# car as collateral



## 4HiMarks (Jan 21, 2004)

A man walks into a big bank in New York City and asks for the loan officer. He tells the loan officer that he is going to Europe on business for two weeks and needs to borrow $5,000.

The bank officer tells him that the bank will need some form of security for the loan, so the man hands over the keys of his new Ferrari parked on the street in front of the bank. He produces the title and everything checks out.

The loan officer agrees to accept the car as collateral for the loan.

The bank's president and its officers all enjoy a good laugh at the man for using a $250,000 Ferrari as collateral against a $5,000 loan. An employee of the bank then drives the Ferrari into the bank's underground garage and parks it there.

Two weeks later, the man returns, repays the $5,000 and the interest, which comes to $15.41. The loan officer says, "Sir, we are very happy to have had your business, and this transaction has worked out very nicely, but we are a little puzzled. While you were away, we checked you out and found that you are a multi-millionaire.
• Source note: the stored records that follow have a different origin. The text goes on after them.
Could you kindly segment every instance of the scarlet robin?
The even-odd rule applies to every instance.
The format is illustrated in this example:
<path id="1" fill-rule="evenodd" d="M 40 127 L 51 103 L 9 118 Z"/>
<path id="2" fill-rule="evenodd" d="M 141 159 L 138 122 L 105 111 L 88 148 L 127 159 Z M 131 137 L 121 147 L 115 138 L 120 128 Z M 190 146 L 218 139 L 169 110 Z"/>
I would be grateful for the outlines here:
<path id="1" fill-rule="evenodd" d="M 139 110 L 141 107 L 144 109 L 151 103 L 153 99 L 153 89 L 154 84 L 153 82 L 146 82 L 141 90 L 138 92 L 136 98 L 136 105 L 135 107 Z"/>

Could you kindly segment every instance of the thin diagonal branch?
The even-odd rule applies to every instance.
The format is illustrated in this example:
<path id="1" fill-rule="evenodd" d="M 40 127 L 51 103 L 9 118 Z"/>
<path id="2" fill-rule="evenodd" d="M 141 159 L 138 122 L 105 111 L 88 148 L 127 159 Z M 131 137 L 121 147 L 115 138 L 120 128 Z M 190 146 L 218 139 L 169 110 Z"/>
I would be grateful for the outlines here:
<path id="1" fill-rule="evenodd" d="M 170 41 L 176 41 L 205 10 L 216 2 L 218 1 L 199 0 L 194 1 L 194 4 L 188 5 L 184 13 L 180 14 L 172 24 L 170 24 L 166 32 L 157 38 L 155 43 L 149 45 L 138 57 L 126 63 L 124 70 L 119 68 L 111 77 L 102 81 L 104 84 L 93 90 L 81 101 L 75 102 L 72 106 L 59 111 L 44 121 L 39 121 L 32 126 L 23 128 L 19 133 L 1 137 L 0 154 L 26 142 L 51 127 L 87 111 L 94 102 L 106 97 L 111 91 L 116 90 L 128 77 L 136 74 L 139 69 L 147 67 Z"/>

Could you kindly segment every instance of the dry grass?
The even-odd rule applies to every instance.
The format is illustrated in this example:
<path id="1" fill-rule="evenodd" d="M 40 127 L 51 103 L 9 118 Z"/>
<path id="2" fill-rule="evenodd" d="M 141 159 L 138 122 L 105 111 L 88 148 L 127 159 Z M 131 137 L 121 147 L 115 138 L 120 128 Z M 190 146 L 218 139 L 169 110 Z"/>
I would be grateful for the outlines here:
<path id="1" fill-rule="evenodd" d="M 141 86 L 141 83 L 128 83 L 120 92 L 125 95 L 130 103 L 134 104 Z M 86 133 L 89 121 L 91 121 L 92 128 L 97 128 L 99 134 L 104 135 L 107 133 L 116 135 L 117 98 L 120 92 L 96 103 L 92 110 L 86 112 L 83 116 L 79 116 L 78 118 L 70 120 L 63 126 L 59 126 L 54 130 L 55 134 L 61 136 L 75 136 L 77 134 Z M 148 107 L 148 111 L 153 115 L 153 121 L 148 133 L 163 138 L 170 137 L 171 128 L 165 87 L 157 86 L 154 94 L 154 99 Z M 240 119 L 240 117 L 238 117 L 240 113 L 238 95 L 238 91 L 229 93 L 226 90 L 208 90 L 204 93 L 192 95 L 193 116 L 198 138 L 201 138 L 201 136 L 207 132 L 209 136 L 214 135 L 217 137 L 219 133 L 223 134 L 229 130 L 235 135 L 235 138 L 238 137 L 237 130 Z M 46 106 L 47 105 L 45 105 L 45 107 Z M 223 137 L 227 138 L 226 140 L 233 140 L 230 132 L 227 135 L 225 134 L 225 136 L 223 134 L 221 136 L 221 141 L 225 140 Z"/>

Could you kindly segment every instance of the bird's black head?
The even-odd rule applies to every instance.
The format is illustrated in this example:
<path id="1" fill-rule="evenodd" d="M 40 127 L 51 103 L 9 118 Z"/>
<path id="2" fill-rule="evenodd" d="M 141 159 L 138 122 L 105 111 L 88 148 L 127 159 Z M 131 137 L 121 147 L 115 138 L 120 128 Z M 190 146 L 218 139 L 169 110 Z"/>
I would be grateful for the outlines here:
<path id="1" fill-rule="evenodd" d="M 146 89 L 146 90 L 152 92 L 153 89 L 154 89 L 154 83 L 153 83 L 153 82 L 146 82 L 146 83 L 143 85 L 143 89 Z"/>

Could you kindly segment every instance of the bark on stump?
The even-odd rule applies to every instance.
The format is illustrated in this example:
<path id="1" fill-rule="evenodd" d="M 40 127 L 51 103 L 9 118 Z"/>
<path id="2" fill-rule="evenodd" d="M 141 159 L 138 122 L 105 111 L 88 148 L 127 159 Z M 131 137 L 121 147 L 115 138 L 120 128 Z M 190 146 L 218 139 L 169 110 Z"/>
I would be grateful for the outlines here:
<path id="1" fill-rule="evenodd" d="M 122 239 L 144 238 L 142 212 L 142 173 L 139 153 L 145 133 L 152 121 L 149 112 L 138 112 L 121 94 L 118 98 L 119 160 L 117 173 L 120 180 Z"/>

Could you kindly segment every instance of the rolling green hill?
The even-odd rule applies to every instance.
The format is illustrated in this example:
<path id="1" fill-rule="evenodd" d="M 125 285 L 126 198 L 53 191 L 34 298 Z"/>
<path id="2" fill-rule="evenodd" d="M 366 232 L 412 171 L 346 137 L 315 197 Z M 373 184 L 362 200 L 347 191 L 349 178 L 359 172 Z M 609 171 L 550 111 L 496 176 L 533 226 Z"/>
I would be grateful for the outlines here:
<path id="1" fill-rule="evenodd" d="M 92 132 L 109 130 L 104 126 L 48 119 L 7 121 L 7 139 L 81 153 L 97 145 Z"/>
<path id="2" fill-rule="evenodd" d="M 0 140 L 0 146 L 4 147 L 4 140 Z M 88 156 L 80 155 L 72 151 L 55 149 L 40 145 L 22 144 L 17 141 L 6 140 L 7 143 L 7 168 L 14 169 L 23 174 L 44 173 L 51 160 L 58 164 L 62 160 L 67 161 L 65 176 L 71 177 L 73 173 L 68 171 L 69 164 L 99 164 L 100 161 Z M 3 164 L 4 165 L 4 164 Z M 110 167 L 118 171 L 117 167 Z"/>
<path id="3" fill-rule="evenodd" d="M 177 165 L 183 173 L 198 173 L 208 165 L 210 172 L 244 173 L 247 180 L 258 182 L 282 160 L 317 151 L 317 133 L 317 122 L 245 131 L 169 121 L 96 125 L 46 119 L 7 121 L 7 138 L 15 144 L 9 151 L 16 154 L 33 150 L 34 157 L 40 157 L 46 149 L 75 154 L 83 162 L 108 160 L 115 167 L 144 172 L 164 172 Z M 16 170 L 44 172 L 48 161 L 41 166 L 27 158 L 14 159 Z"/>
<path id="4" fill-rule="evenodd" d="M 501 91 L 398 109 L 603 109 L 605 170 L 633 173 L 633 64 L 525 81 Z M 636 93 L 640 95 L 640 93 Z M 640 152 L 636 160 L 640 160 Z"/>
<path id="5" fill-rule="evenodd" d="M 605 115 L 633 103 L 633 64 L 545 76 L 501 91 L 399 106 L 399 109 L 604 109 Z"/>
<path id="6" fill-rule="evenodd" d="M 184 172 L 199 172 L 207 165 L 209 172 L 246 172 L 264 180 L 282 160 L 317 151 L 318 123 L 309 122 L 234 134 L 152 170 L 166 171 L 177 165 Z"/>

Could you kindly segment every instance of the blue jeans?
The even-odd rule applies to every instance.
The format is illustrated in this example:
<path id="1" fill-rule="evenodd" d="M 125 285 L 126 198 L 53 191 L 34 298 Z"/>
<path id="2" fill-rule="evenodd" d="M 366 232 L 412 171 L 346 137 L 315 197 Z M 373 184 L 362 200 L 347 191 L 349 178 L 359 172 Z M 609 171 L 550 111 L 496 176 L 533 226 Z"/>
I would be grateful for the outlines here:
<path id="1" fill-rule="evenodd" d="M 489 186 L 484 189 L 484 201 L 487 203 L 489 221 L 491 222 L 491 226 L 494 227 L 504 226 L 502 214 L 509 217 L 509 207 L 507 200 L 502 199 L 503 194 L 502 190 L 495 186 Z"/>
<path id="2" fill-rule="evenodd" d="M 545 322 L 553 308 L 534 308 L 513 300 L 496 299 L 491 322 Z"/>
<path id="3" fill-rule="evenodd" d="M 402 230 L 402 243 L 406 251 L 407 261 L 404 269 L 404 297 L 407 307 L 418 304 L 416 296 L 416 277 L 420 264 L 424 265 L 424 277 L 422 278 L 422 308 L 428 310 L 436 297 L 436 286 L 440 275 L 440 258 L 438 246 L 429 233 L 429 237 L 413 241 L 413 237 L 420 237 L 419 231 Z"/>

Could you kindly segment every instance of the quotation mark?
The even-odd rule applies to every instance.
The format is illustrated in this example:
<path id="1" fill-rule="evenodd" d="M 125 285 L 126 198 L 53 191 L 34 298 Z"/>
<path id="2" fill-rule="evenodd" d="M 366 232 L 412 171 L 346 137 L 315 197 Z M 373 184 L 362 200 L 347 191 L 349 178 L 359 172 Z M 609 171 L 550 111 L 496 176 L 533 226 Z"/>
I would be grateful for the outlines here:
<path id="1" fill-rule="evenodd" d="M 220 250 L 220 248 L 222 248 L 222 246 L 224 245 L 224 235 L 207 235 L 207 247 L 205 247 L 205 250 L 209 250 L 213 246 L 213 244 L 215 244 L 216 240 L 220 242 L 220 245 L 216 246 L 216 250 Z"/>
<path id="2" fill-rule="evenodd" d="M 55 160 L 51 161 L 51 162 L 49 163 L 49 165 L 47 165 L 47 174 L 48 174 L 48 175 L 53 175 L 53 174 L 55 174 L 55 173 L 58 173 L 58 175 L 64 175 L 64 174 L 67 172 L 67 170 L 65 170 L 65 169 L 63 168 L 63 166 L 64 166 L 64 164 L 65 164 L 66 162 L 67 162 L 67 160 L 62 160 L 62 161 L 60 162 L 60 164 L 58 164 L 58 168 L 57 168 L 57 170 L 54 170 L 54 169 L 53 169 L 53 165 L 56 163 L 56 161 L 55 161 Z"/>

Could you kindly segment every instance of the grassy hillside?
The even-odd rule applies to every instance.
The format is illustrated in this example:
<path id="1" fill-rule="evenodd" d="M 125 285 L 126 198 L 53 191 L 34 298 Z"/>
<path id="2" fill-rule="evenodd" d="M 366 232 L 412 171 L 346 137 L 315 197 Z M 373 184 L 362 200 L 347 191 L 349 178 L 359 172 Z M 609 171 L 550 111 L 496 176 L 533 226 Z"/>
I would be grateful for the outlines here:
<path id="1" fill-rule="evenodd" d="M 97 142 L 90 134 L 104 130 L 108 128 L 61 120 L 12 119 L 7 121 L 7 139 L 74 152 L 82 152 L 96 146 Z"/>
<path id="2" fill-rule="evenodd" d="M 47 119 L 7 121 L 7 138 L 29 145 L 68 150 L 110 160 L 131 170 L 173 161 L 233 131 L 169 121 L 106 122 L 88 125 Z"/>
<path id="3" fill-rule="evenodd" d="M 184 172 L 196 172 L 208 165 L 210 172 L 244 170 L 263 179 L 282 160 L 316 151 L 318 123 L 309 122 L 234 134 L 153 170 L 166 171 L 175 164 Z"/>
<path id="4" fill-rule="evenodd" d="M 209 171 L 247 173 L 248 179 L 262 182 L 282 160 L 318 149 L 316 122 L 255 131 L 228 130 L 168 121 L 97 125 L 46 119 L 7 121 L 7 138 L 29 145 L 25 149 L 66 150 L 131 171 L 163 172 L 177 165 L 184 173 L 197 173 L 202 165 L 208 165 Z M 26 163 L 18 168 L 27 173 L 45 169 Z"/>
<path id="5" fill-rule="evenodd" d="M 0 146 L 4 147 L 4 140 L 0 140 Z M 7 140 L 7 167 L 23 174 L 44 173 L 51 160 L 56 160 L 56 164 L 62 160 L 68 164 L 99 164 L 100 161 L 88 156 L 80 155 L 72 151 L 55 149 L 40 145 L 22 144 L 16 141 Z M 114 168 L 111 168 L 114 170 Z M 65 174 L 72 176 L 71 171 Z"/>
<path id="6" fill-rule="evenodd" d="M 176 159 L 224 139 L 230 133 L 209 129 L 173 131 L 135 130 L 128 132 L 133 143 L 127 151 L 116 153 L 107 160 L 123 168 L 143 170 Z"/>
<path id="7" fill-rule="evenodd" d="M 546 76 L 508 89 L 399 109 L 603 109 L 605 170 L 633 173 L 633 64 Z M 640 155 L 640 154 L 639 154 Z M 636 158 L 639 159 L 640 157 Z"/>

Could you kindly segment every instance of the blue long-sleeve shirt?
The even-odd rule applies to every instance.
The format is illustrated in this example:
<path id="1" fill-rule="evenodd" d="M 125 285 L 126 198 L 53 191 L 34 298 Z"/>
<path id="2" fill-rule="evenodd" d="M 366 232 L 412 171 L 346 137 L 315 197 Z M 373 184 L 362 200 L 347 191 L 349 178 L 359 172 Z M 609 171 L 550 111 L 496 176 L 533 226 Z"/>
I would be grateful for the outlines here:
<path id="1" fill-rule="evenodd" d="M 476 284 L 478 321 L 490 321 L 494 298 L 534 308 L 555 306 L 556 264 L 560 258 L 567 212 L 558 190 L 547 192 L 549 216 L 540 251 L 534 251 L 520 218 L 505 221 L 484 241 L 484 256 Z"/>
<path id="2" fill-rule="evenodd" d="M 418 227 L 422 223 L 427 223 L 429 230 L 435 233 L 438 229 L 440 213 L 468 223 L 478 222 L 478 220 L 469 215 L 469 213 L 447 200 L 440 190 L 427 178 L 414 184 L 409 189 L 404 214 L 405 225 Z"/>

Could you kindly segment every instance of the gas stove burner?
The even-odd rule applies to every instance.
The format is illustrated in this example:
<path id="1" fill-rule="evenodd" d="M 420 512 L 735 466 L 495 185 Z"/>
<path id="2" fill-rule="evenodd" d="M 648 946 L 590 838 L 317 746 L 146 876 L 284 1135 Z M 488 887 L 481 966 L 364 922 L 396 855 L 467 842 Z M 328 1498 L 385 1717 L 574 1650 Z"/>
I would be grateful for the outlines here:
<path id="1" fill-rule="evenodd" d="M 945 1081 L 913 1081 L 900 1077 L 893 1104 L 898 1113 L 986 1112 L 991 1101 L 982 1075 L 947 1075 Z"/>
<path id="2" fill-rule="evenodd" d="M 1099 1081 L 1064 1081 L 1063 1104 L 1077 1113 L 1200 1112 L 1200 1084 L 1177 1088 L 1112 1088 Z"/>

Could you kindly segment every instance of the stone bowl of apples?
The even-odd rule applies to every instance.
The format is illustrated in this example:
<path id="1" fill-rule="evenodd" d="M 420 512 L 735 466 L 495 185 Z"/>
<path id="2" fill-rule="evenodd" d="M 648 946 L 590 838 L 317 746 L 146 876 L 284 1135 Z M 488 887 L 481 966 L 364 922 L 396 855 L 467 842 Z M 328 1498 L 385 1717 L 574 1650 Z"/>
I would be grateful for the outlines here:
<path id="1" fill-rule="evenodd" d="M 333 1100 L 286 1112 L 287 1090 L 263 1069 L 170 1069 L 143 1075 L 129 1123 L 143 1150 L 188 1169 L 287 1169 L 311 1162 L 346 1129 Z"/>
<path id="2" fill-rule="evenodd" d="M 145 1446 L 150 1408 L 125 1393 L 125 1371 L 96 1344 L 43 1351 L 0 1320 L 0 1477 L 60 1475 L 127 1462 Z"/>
What puzzles us is, why would you bother to borrow $5,000?"

The man replies: "Where else in New York City can I park my car for two weeks for only $15.41 and expect it to be there when I return?"


----------



## dave29 (Feb 18, 2007)

Ha ha, that's a good one!!!


----------



## roadrunner1782 (Sep 28, 2008)

Now that's good!:lol:


----------



## hdtvfan0001 (Jul 28, 2004)

If it wasn't so true...it wouldn't be so funny.....:lol:


----------



## brant (Jul 6, 2008)

hdtvfan0001 said:


> If it wasn't so true...it wouldn't be so funny.....:lol:


er, loan origination fee, anyone?

still a funny joke though!


----------